Let’s break it down. UnitedHealth is making money in its employer-sponsored health insurance business. It is making money in its government-paid, nonexchange health insurance business. It is making money from individual health insurance policies sold outside the Affordable Care Act exchanges. But it is losing money hand over hypodermic on policies sold through the Obamacare exchange network. How come?
Simply because customers on the exchanges tend to buy insurance when they are sick and drop it if they get getter. They do so knowing that under Obamacare rules, insurers must sell them insurance again during the next open enrollment period, or even sooner if they qualify for a special exemption.
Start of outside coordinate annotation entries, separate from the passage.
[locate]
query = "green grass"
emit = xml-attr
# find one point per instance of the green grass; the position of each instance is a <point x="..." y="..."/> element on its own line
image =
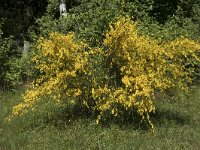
<point x="177" y="126"/>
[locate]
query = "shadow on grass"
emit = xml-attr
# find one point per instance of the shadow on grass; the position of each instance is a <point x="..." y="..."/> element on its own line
<point x="170" y="118"/>
<point x="127" y="119"/>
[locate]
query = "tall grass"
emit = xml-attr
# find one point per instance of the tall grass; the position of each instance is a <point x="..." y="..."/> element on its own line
<point x="177" y="126"/>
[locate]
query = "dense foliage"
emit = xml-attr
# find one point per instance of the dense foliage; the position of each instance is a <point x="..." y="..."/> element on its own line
<point x="135" y="67"/>
<point x="96" y="58"/>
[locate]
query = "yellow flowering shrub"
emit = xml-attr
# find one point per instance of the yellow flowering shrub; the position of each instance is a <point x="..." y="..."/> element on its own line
<point x="61" y="61"/>
<point x="126" y="72"/>
<point x="144" y="65"/>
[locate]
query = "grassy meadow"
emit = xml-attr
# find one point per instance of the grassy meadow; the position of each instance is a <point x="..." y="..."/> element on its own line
<point x="177" y="126"/>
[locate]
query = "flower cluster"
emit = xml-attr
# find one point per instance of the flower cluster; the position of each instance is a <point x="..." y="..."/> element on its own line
<point x="71" y="71"/>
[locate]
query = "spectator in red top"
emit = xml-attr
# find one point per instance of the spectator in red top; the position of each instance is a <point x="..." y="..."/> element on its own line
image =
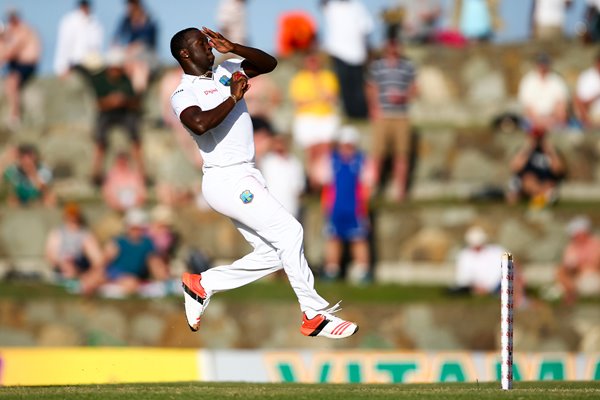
<point x="579" y="271"/>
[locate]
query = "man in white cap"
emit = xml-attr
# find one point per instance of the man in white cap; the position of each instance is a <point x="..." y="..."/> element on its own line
<point x="478" y="265"/>
<point x="579" y="271"/>
<point x="132" y="258"/>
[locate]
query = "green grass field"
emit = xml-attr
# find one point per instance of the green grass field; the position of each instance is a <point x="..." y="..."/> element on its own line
<point x="197" y="390"/>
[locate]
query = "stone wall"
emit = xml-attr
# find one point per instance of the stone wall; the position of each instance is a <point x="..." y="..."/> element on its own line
<point x="458" y="156"/>
<point x="412" y="234"/>
<point x="419" y="326"/>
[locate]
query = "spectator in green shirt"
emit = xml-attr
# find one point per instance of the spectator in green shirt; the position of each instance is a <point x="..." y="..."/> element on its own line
<point x="27" y="180"/>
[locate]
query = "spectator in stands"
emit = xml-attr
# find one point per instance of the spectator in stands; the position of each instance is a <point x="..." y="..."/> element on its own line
<point x="263" y="137"/>
<point x="118" y="105"/>
<point x="477" y="265"/>
<point x="391" y="87"/>
<point x="27" y="180"/>
<point x="80" y="36"/>
<point x="420" y="20"/>
<point x="137" y="34"/>
<point x="537" y="170"/>
<point x="132" y="258"/>
<point x="314" y="92"/>
<point x="579" y="272"/>
<point x="20" y="50"/>
<point x="231" y="20"/>
<point x="74" y="253"/>
<point x="590" y="31"/>
<point x="297" y="32"/>
<point x="548" y="18"/>
<point x="345" y="201"/>
<point x="162" y="233"/>
<point x="544" y="96"/>
<point x="284" y="174"/>
<point x="347" y="25"/>
<point x="124" y="186"/>
<point x="476" y="19"/>
<point x="587" y="96"/>
<point x="264" y="99"/>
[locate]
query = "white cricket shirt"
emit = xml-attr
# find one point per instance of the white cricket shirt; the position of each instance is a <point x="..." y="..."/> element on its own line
<point x="232" y="141"/>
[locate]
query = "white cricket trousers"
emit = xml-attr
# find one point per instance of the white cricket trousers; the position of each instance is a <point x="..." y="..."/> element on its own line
<point x="276" y="236"/>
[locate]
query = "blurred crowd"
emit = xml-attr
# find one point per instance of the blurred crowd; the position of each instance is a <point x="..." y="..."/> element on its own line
<point x="349" y="140"/>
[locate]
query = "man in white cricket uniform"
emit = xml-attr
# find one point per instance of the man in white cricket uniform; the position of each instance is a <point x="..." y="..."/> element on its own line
<point x="209" y="103"/>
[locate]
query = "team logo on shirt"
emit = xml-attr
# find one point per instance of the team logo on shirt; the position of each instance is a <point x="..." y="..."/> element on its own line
<point x="246" y="196"/>
<point x="225" y="81"/>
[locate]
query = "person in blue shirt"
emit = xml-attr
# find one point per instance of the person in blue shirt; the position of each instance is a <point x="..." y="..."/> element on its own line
<point x="345" y="201"/>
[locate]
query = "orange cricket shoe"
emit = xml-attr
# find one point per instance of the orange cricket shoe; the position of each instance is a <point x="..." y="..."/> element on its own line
<point x="195" y="297"/>
<point x="326" y="324"/>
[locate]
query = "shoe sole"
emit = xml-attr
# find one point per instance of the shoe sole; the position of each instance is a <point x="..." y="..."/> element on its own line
<point x="190" y="294"/>
<point x="329" y="335"/>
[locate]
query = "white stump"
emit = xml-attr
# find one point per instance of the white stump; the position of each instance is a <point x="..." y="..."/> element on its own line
<point x="506" y="320"/>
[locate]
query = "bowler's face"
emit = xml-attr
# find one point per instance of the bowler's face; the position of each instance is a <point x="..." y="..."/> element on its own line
<point x="199" y="51"/>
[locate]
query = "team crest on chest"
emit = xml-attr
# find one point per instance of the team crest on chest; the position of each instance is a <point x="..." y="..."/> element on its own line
<point x="246" y="196"/>
<point x="225" y="81"/>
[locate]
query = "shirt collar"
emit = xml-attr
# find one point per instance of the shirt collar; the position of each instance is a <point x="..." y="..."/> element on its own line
<point x="194" y="78"/>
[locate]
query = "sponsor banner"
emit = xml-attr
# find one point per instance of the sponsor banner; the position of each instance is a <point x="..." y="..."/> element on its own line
<point x="394" y="367"/>
<point x="73" y="366"/>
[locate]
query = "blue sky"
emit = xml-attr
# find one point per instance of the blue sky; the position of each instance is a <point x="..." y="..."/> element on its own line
<point x="173" y="15"/>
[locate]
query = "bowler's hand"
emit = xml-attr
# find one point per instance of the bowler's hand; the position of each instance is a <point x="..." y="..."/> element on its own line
<point x="239" y="85"/>
<point x="218" y="41"/>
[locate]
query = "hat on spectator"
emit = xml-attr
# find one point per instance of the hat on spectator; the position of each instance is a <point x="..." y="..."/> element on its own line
<point x="135" y="217"/>
<point x="579" y="224"/>
<point x="543" y="59"/>
<point x="348" y="135"/>
<point x="73" y="211"/>
<point x="475" y="236"/>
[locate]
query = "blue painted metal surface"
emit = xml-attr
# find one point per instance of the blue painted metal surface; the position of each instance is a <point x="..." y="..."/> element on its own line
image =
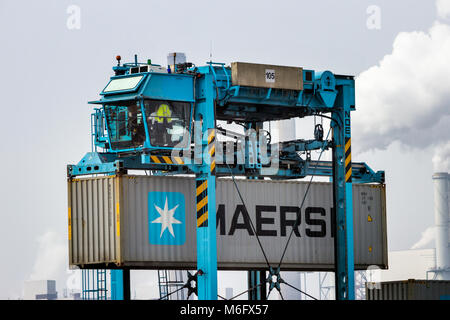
<point x="117" y="284"/>
<point x="166" y="123"/>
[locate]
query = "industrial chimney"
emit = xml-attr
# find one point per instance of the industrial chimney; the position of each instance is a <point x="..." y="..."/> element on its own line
<point x="441" y="217"/>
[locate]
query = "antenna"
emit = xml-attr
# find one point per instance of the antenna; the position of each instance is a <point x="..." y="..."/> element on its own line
<point x="210" y="51"/>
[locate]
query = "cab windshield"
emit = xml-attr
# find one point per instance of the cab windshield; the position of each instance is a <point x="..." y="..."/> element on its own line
<point x="125" y="125"/>
<point x="168" y="122"/>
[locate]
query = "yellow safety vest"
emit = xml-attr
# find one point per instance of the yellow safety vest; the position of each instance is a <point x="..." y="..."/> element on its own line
<point x="163" y="112"/>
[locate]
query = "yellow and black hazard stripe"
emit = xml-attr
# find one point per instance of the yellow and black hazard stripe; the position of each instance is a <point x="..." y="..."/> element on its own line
<point x="212" y="150"/>
<point x="348" y="160"/>
<point x="202" y="203"/>
<point x="166" y="160"/>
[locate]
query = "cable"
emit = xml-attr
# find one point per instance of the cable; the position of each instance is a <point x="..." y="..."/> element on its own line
<point x="251" y="223"/>
<point x="240" y="294"/>
<point x="167" y="295"/>
<point x="299" y="290"/>
<point x="303" y="201"/>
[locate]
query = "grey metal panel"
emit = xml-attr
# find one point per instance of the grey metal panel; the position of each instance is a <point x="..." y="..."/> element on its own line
<point x="410" y="290"/>
<point x="254" y="75"/>
<point x="92" y="228"/>
<point x="96" y="201"/>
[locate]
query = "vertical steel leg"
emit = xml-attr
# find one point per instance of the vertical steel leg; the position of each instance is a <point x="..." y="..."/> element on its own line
<point x="343" y="200"/>
<point x="206" y="192"/>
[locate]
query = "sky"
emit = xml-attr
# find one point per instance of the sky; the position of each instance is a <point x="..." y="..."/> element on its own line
<point x="57" y="55"/>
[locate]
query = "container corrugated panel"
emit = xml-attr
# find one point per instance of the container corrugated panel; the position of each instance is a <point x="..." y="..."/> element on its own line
<point x="409" y="290"/>
<point x="110" y="223"/>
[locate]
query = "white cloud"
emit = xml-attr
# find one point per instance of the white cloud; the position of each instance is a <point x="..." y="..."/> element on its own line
<point x="441" y="158"/>
<point x="51" y="261"/>
<point x="426" y="239"/>
<point x="443" y="8"/>
<point x="406" y="97"/>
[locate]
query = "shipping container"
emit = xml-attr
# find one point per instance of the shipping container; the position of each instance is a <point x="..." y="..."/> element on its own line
<point x="409" y="290"/>
<point x="117" y="221"/>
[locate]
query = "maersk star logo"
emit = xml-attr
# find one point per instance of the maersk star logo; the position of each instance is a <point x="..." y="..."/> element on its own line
<point x="166" y="212"/>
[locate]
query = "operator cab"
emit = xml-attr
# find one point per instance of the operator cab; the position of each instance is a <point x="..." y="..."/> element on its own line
<point x="144" y="108"/>
<point x="168" y="123"/>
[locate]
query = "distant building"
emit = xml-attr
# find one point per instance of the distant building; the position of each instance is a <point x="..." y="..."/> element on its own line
<point x="409" y="264"/>
<point x="40" y="290"/>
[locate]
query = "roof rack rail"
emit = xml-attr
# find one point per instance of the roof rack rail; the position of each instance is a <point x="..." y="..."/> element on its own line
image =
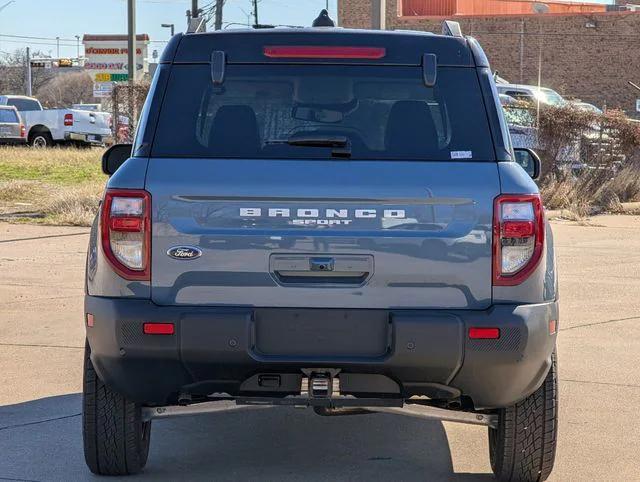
<point x="451" y="28"/>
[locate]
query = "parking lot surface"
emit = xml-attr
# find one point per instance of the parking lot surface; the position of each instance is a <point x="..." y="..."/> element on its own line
<point x="41" y="348"/>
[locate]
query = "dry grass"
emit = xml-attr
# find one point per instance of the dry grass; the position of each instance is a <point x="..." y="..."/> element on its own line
<point x="52" y="186"/>
<point x="590" y="193"/>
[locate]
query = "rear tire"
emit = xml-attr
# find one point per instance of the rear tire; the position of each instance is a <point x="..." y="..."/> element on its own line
<point x="116" y="440"/>
<point x="523" y="447"/>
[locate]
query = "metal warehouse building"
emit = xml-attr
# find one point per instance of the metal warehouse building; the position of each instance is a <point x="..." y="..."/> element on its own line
<point x="585" y="50"/>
You could not design a better system for making medical insurance a money-losing proposition if you tried.
As they say in the insurance business, “sickies never cancel.” Healthy customers, on the other hand, drop off as premiums rise out of reach and deductibles continue to climb, safe in the knowledge that they can always come back if their health takes a turn for the worse.
The cycle only reinforces itself over time. As more healthy customers leave, companies raise prices to try to compensate, driving yet more customers away. “We don’t yet have stable ACA markets,” Todd Van Tol, a partner with Oliver Wyman, told The Wall Street Journal. “Indications are, we have in many markets another round of significant rate increases.”
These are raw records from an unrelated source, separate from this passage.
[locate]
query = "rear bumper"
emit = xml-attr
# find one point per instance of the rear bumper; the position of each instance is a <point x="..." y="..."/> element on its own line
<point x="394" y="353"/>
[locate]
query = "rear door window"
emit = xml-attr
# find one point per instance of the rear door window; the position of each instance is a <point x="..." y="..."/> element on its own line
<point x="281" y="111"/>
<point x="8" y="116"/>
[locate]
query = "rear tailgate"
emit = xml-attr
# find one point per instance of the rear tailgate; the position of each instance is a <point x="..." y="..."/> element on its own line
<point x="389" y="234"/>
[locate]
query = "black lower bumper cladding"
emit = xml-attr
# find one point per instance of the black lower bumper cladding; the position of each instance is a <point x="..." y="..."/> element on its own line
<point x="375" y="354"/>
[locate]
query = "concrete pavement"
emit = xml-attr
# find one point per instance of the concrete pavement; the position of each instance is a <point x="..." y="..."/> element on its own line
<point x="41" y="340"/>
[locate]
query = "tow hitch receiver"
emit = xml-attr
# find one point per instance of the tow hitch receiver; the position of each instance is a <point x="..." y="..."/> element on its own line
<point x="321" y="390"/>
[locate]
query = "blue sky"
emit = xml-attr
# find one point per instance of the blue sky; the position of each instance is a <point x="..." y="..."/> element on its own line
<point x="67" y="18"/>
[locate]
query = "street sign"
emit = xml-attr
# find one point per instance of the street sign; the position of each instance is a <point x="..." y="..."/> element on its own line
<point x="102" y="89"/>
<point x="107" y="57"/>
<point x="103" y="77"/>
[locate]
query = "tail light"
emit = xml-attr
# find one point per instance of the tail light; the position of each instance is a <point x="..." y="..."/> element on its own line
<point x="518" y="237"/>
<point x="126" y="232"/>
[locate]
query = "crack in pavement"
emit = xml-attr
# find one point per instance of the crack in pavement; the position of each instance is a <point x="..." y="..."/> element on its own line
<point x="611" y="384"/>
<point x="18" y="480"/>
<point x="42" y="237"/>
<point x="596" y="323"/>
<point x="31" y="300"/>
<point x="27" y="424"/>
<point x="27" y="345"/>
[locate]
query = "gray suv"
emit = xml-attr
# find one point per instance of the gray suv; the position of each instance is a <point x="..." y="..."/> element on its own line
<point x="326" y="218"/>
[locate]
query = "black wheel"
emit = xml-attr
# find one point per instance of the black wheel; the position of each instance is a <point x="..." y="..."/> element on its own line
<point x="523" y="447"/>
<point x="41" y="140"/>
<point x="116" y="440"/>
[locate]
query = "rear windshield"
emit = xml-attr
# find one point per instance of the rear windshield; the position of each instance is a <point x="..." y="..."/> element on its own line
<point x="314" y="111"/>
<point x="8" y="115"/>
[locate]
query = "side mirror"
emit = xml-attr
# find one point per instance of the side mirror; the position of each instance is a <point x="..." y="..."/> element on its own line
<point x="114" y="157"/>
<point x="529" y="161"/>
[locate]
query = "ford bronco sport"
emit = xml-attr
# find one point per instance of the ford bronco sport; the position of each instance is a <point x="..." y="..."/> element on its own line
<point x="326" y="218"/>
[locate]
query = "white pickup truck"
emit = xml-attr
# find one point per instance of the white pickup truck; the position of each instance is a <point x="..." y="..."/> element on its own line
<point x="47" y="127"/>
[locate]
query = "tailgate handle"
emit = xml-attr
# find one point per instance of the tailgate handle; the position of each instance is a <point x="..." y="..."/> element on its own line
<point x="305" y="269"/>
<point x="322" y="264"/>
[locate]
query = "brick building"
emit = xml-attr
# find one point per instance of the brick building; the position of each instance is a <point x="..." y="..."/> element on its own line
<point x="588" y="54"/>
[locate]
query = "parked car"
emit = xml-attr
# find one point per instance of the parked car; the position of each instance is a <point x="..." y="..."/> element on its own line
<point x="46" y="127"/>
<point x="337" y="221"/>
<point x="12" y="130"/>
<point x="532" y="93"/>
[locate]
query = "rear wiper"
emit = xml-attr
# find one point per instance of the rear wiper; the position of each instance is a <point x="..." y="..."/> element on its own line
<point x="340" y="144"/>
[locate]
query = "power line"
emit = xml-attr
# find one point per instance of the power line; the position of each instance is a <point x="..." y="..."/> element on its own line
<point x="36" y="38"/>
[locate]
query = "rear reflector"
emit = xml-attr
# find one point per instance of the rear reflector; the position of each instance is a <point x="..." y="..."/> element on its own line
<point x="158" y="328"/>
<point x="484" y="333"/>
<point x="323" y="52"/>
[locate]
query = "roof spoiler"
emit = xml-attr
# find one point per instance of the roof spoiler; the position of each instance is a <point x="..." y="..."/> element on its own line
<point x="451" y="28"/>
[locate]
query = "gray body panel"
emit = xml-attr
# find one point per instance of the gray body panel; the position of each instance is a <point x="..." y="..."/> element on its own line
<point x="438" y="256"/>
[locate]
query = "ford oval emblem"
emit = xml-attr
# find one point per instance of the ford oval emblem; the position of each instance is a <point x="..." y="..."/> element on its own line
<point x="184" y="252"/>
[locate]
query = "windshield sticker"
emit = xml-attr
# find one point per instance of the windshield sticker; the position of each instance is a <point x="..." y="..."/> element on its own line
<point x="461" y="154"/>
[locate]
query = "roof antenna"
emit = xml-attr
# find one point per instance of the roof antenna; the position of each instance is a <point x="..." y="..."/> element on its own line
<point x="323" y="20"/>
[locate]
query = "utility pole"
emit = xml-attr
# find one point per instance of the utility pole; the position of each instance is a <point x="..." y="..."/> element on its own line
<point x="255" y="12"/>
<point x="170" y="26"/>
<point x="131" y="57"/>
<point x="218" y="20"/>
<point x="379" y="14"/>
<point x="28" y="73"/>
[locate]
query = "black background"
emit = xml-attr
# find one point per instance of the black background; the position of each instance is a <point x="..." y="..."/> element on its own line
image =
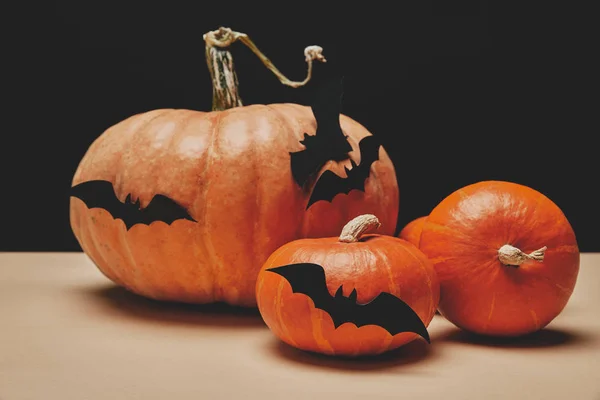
<point x="457" y="91"/>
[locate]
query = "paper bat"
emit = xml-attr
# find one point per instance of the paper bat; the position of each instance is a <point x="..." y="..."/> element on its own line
<point x="328" y="142"/>
<point x="101" y="194"/>
<point x="386" y="310"/>
<point x="329" y="184"/>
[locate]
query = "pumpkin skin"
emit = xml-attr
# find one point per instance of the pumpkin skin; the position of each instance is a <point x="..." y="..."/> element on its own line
<point x="231" y="170"/>
<point x="464" y="237"/>
<point x="412" y="231"/>
<point x="374" y="264"/>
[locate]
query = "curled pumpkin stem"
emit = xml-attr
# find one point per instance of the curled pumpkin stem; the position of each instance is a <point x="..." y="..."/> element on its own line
<point x="354" y="229"/>
<point x="512" y="256"/>
<point x="225" y="37"/>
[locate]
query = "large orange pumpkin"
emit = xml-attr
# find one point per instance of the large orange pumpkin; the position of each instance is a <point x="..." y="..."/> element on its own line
<point x="357" y="266"/>
<point x="412" y="231"/>
<point x="229" y="170"/>
<point x="506" y="256"/>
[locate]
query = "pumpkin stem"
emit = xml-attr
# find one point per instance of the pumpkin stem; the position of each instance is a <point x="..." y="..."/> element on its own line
<point x="222" y="72"/>
<point x="512" y="256"/>
<point x="354" y="229"/>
This instability is also reflected in the industry’s consolidation. Several major insurers are currently seeking federal permission to merge, which could leave customers with effectively fewer choices even in places where companies do not quit the exchanges altogether.
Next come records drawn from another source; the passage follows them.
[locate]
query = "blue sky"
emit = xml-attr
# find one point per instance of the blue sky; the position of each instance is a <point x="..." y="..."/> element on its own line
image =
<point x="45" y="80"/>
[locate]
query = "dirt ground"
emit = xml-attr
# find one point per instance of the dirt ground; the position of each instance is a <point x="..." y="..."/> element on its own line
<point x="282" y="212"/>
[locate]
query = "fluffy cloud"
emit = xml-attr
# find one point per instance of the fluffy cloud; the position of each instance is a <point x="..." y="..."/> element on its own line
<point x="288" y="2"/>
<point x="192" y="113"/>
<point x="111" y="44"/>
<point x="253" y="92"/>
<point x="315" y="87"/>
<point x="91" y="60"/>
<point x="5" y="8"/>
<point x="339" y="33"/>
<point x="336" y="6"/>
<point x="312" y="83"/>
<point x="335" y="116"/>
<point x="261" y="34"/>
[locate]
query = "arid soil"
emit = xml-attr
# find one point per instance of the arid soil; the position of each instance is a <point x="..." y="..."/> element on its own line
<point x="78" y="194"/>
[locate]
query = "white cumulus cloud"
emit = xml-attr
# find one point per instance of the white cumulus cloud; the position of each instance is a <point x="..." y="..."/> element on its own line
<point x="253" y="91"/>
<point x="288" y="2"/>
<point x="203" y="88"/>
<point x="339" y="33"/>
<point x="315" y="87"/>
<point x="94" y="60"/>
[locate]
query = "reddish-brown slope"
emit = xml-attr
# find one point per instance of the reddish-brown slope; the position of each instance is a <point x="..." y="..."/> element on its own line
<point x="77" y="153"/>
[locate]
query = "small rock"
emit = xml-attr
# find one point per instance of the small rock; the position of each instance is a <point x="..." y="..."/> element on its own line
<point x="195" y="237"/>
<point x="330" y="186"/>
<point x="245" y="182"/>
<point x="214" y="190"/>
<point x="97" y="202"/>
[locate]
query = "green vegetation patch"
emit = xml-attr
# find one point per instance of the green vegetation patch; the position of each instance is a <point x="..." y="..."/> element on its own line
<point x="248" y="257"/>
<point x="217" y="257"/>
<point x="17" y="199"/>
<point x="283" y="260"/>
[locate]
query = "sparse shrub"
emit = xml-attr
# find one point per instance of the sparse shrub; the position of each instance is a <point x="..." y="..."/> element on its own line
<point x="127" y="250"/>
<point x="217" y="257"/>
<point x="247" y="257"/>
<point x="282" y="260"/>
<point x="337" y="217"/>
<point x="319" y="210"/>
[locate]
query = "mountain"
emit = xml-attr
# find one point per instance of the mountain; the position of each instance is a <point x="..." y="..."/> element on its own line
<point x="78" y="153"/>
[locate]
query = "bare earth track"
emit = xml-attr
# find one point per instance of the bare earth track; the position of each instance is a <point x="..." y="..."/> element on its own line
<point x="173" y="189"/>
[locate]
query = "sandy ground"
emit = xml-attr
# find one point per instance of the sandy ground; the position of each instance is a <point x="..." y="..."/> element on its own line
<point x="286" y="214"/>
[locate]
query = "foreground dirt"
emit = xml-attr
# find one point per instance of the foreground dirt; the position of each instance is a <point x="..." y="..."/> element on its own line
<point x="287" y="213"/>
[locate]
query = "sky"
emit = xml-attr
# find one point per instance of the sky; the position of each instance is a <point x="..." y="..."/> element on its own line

Not that customers are flush with choice now. According to the Journal’s coverage, UnitedHealth withdrawing its offerings will leave many Americans with very few options on the exchanges. In some parts of the country, especially the rural South, customers may only have one “choice” on their state exchange unless a new company decides to fill the hole that UnitedHealth leaves.
It is hard to imagine which company might step into the breach, however. Other big insurers are already struggling to manage their own offerings on the exchanges. And the small nonprofit co-ops, which were designed to offer cheaper insurance than their private sector counterparts, are already dying off at a rapid clip.
Even before UnitedHealth’s decision to reduce its exchange offerings, many Americans are simply choosing to do without insurance altogether. Many young and healthy customers simply cannot make the cost-benefit trade-off work as insurance costs continue to mount, especially when they know insurers will have to accept them later and the penalties for not purchasing insurance remain significantly cheaper than the cost of insurance itself. Try to get a year’s worth of coverage for $2,085 anywhere in the country and see how far you get. Between premiums and out-of-pocket expenses, the answer will vary from “not very far” to “nowhere.”
Other major insurers seem likely to hold on at least through 2017, but UnitedHealth will certainly not be the last major departure for the exchanges in the long run. The very structure of the Affordable Care Act made the failure of the exchanges inevitable. Until lawmakers tackle some sort of solution, there is not much to do other than watch the dominoes fall.